Continuing trends were the theme this week for mortgage applications and mortgage rates. Economic and mortgage data released highlight two constants from the past several weeks: dropping mortgage applications and steady mortgage rates.

Here is a brief wrapup of the week’s economic news and data released by Thursday, March 25.

Foreign Debt Hurts U.S. Mortgage Rates

Debt troubles in Greece that are spreading through the European Union created a major sell off in the US mortgage-backed securities markets. If you had a mortgage application in process for a refinance mortgage or purchase mortgage, you would have done well to lock your mortgage rate on Tuesday, as the market had its biggest one-day increase in yields (rates) in more than a month, as investors worried about foreign debt sold fast and furious on all bond markets.

Mortgage Applications Down Mortgage Rates Flat

In its Weekly Applications Survey for the week ending March 19, the Mortgage Bankers Association (MBA) announced that mortgage applications for the week dropped 3.9%. This drop continues a decline in weekly mortgage applications reaching back over seven weeks. Loan applications for refinance mortgages continue to outpace loan applications for purchase mortgages, but the gap is shrinking. For the week ending March 19, refinance mortgage applications composed 65% of total loan applications, the lowest level since the last week of October 2009.
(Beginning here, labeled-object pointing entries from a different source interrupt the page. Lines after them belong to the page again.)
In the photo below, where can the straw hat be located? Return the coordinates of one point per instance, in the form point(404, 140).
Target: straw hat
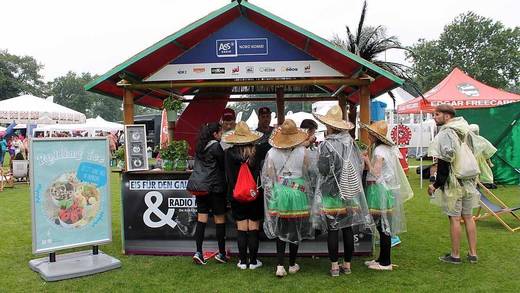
point(241, 135)
point(378, 130)
point(287, 135)
point(334, 119)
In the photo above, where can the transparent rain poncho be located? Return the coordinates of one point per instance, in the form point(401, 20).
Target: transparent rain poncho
point(287, 195)
point(330, 210)
point(444, 146)
point(387, 189)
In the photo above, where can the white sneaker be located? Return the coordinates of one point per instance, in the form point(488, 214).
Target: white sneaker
point(280, 272)
point(379, 267)
point(294, 269)
point(255, 266)
point(370, 262)
point(242, 266)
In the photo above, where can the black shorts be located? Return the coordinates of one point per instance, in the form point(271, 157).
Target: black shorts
point(213, 202)
point(253, 211)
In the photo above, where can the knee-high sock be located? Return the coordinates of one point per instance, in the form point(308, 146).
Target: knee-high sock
point(242, 246)
point(199, 235)
point(332, 245)
point(385, 246)
point(348, 243)
point(252, 243)
point(221, 237)
point(293, 251)
point(280, 251)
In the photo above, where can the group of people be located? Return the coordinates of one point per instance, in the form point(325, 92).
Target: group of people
point(300, 187)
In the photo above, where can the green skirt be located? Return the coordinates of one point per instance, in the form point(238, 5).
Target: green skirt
point(379, 198)
point(289, 202)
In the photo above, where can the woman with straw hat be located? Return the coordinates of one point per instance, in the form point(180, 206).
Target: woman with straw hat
point(339, 199)
point(246, 214)
point(286, 193)
point(386, 189)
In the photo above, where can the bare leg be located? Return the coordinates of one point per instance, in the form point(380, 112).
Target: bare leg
point(455, 236)
point(471, 233)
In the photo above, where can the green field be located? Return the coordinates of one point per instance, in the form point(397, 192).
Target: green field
point(418, 267)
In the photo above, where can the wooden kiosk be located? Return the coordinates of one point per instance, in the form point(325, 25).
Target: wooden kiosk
point(237, 53)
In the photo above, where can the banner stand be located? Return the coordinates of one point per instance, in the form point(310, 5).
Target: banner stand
point(73, 265)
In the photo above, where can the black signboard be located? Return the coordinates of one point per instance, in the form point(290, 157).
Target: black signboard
point(159, 218)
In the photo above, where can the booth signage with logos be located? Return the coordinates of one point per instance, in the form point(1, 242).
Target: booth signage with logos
point(70, 198)
point(159, 218)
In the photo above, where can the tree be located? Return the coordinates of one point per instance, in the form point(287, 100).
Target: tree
point(19, 75)
point(480, 46)
point(68, 91)
point(369, 42)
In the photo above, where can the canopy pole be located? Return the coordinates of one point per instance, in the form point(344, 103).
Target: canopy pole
point(280, 106)
point(128, 106)
point(364, 112)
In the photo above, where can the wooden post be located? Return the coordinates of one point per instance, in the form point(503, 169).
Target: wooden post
point(280, 105)
point(128, 107)
point(364, 112)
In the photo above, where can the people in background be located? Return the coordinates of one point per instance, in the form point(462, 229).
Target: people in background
point(246, 214)
point(339, 199)
point(287, 195)
point(387, 188)
point(208, 183)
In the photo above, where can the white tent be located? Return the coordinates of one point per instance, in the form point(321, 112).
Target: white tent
point(33, 110)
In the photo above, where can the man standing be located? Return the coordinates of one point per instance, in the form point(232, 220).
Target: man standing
point(457, 196)
point(264, 121)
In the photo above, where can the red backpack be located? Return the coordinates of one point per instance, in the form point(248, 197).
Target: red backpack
point(245, 188)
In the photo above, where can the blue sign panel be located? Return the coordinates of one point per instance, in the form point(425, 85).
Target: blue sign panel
point(242, 41)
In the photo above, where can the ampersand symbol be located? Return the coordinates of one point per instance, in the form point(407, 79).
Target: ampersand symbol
point(153, 207)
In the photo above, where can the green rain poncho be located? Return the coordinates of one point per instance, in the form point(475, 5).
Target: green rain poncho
point(444, 147)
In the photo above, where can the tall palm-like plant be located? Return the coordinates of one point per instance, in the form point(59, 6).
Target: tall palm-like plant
point(370, 42)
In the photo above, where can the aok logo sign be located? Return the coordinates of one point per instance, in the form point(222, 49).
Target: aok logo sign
point(226, 48)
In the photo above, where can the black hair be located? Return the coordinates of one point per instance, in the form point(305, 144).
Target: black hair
point(206, 135)
point(309, 124)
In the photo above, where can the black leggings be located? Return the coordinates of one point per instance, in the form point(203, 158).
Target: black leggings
point(280, 252)
point(333, 244)
point(385, 246)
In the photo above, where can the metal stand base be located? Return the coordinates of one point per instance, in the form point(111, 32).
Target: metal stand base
point(73, 265)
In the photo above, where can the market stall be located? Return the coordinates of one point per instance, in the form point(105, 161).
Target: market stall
point(237, 53)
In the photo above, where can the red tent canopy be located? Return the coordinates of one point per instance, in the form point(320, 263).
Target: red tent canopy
point(460, 91)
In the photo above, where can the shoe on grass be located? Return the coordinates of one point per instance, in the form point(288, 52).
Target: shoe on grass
point(378, 267)
point(198, 258)
point(472, 259)
point(294, 269)
point(242, 266)
point(253, 266)
point(370, 262)
point(222, 257)
point(450, 259)
point(280, 272)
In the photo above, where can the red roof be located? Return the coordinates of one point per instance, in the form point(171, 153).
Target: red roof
point(460, 91)
point(158, 55)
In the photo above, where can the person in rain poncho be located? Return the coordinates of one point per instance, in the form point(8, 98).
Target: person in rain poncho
point(287, 194)
point(456, 196)
point(386, 189)
point(486, 151)
point(339, 199)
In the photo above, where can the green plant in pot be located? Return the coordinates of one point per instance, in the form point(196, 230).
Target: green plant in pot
point(172, 107)
point(175, 156)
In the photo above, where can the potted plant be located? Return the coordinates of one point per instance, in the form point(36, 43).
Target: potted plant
point(175, 156)
point(172, 107)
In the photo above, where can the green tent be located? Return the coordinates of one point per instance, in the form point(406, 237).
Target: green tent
point(501, 126)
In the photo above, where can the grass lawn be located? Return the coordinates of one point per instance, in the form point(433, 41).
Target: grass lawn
point(418, 271)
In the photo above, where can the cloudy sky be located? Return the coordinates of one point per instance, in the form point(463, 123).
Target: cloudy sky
point(94, 36)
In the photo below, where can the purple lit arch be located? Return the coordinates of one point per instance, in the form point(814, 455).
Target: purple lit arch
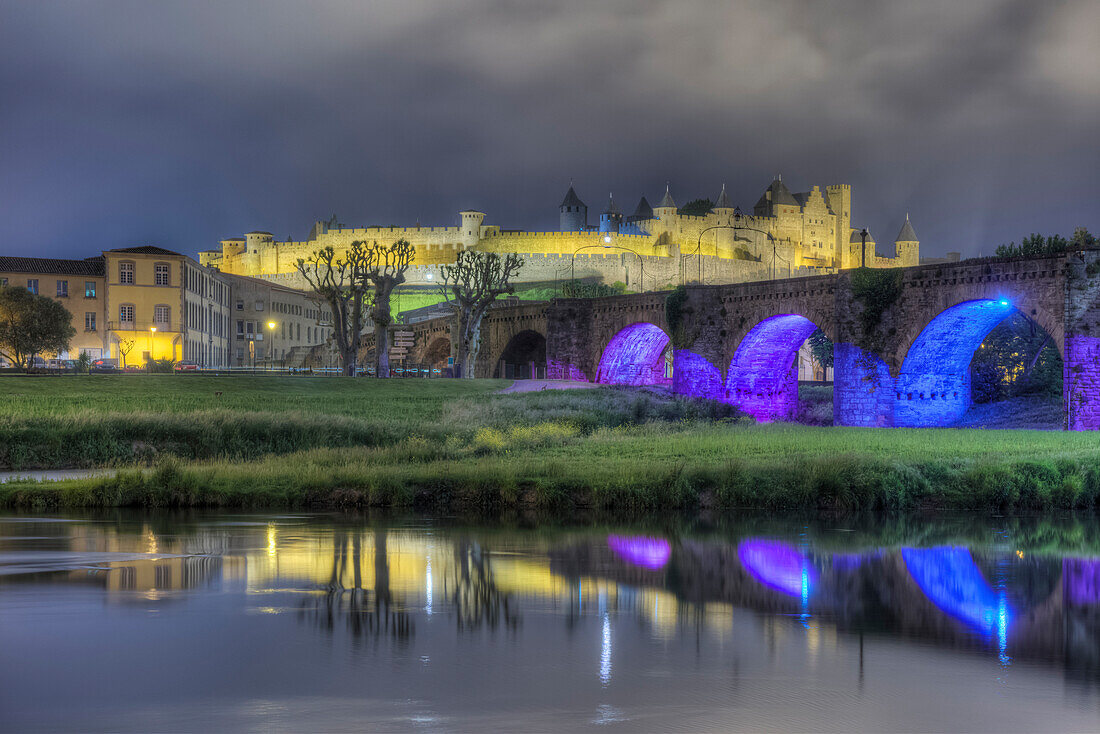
point(762, 379)
point(636, 355)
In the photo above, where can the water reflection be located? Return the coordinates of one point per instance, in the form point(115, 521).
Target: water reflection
point(590, 605)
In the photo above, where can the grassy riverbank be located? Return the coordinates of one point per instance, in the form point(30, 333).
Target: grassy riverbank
point(288, 442)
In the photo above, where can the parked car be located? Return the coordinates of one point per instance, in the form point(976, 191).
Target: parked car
point(103, 367)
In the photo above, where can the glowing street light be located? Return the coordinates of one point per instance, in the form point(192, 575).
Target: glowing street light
point(271, 348)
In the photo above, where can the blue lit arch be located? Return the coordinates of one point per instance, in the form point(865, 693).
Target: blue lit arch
point(933, 387)
point(762, 379)
point(636, 355)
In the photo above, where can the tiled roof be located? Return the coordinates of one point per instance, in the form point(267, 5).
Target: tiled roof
point(667, 199)
point(906, 233)
point(147, 250)
point(52, 265)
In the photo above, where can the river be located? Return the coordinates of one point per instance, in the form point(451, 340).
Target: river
point(303, 622)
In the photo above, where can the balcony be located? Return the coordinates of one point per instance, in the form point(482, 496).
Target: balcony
point(140, 326)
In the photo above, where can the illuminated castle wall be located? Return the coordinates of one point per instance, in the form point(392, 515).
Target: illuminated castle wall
point(787, 234)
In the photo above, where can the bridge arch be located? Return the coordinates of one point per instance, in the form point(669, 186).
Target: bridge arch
point(637, 354)
point(524, 357)
point(762, 379)
point(933, 385)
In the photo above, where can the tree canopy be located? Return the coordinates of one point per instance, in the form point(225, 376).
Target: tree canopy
point(1036, 245)
point(32, 325)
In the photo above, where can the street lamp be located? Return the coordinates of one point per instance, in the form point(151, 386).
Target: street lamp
point(607, 245)
point(774, 244)
point(271, 348)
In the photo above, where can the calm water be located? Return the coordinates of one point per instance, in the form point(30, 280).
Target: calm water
point(329, 623)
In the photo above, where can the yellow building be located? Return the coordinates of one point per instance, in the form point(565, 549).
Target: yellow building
point(76, 284)
point(787, 234)
point(165, 306)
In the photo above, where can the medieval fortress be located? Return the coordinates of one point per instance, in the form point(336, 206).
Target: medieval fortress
point(656, 248)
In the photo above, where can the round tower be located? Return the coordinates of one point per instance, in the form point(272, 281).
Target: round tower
point(906, 247)
point(470, 232)
point(573, 214)
point(611, 219)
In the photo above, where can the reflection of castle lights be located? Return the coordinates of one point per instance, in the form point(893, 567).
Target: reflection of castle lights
point(638, 550)
point(952, 581)
point(427, 588)
point(605, 652)
point(779, 566)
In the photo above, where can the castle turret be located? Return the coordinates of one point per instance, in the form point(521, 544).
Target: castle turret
point(861, 245)
point(906, 245)
point(723, 207)
point(611, 219)
point(667, 209)
point(573, 214)
point(471, 227)
point(642, 212)
point(838, 199)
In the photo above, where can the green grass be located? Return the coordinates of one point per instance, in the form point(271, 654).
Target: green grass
point(285, 441)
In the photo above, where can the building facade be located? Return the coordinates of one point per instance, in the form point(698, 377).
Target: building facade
point(787, 234)
point(139, 304)
point(76, 284)
point(277, 326)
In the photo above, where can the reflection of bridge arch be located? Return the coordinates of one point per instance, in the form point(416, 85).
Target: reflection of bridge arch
point(524, 357)
point(638, 354)
point(933, 386)
point(762, 379)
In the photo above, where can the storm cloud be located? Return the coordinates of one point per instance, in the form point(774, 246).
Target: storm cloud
point(180, 123)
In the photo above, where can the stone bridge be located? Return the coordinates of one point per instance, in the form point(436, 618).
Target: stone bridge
point(903, 338)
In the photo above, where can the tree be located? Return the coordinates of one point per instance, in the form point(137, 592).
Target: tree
point(125, 346)
point(385, 271)
point(472, 284)
point(821, 348)
point(696, 208)
point(1016, 358)
point(341, 281)
point(30, 325)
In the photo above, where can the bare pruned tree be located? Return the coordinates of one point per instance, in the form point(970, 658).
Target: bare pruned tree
point(342, 282)
point(473, 283)
point(385, 271)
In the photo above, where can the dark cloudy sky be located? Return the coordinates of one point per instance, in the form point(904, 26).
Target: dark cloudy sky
point(180, 123)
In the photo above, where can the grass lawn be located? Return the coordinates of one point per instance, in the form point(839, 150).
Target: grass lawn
point(297, 441)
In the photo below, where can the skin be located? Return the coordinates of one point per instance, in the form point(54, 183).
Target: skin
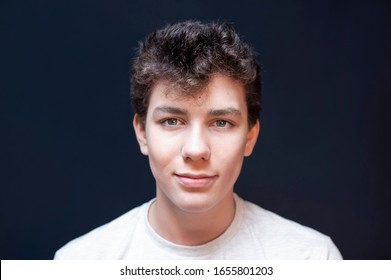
point(196, 148)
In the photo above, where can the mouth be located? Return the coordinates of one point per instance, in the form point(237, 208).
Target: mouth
point(195, 180)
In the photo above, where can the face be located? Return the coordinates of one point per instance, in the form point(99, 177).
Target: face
point(196, 145)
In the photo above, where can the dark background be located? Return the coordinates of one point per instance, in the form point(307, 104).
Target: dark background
point(69, 157)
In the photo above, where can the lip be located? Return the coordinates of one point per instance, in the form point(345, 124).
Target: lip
point(195, 180)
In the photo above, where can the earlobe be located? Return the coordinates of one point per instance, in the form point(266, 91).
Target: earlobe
point(139, 129)
point(252, 137)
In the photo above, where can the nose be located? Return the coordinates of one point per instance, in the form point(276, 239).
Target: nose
point(196, 146)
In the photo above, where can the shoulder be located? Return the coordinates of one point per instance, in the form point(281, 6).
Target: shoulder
point(107, 241)
point(282, 238)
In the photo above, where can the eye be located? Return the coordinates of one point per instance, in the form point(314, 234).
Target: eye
point(170, 122)
point(222, 123)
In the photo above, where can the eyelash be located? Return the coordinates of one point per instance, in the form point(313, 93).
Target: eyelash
point(164, 122)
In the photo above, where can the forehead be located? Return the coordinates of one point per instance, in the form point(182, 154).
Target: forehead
point(221, 91)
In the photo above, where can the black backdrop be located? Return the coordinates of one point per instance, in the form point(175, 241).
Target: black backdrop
point(69, 157)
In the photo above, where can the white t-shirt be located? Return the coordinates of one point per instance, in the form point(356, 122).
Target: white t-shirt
point(255, 233)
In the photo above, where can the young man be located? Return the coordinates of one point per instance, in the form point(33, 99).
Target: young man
point(196, 95)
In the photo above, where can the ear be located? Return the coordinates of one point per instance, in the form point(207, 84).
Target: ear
point(252, 136)
point(139, 129)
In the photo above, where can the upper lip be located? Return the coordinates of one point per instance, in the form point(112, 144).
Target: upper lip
point(195, 176)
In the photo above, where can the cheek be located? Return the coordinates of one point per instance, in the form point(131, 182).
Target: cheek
point(230, 153)
point(161, 151)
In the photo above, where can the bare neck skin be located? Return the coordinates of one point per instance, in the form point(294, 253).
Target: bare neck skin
point(190, 229)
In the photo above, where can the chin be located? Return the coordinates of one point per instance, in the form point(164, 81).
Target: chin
point(197, 203)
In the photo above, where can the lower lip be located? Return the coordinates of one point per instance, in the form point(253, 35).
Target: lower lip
point(195, 182)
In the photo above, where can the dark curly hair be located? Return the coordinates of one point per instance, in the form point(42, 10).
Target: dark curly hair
point(186, 55)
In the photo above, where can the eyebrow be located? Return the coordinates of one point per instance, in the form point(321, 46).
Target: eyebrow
point(184, 112)
point(225, 111)
point(170, 110)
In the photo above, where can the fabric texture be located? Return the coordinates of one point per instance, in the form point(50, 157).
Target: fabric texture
point(255, 233)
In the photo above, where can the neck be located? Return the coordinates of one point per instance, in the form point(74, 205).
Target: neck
point(190, 228)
In the release, the MBA announced that mortgage rates for the contract 30-year fixed rate for purchase mortgages of 80% loan-to-value ratios remained essentially flat. The interest rate increased to 5.01% from 4.91%; however, the drop in cost (i.e., points) to 0.76 from 1.30 leaves the effective rate flat. The contract 30-year rate has been very steady for several weeks in the survey.

Home Sales

Existing home sales for February were down a bit from January, though not significantly. This was not an unanticipated release, given the mirroring trend in weekly mortgage applications. New home sales were down significantly and are at their lowest number in several years. Much of the decline was attributed to the bad winter weather in February. Declining home sales as a trend may increase, as Bank of America has led other major lenders in changing their loan modification guidelines, agreeing to reduce principal on over 65,000 borrowers’ mortgages. Increased modifications should result in decreased foreclosures, which should decrease inventory for existing home sales.


This past week, 442,000 Americans filed initial claims for unemployment insurance. Currently there are 4.65 million Americans on continued unemployment and over 8 million jobs lost since January 2008. The initial claims number has been dropping over the past several weeks, which is somewhat good news. The bad news is that almost half a million men and women are filing for unemployment each week, but a sustained trend in decreasing new unemployment claims would signal a bottoming out of layoffs in the economy.

More Reform from Washington

With the health care reform bill signed into law by President Obama this week, the Senate begins to focus on the next sector it wishes to overhaul and significantly reform: banking and finance. The Senate Finance Committee is in the process of putting together major reforms that will impact banking, lending, investing and all sectors of the financial industry. Stay tuned to see how proposed reforms will impact your mortgage applications and mortgage rates.

Mortgage rates are under increasing pressure to rise. If you are planning a mortgage refinance or home purchase in the near future, keep an eye on the trends and be ready with your mortgage application to lock in a low mortgage rate.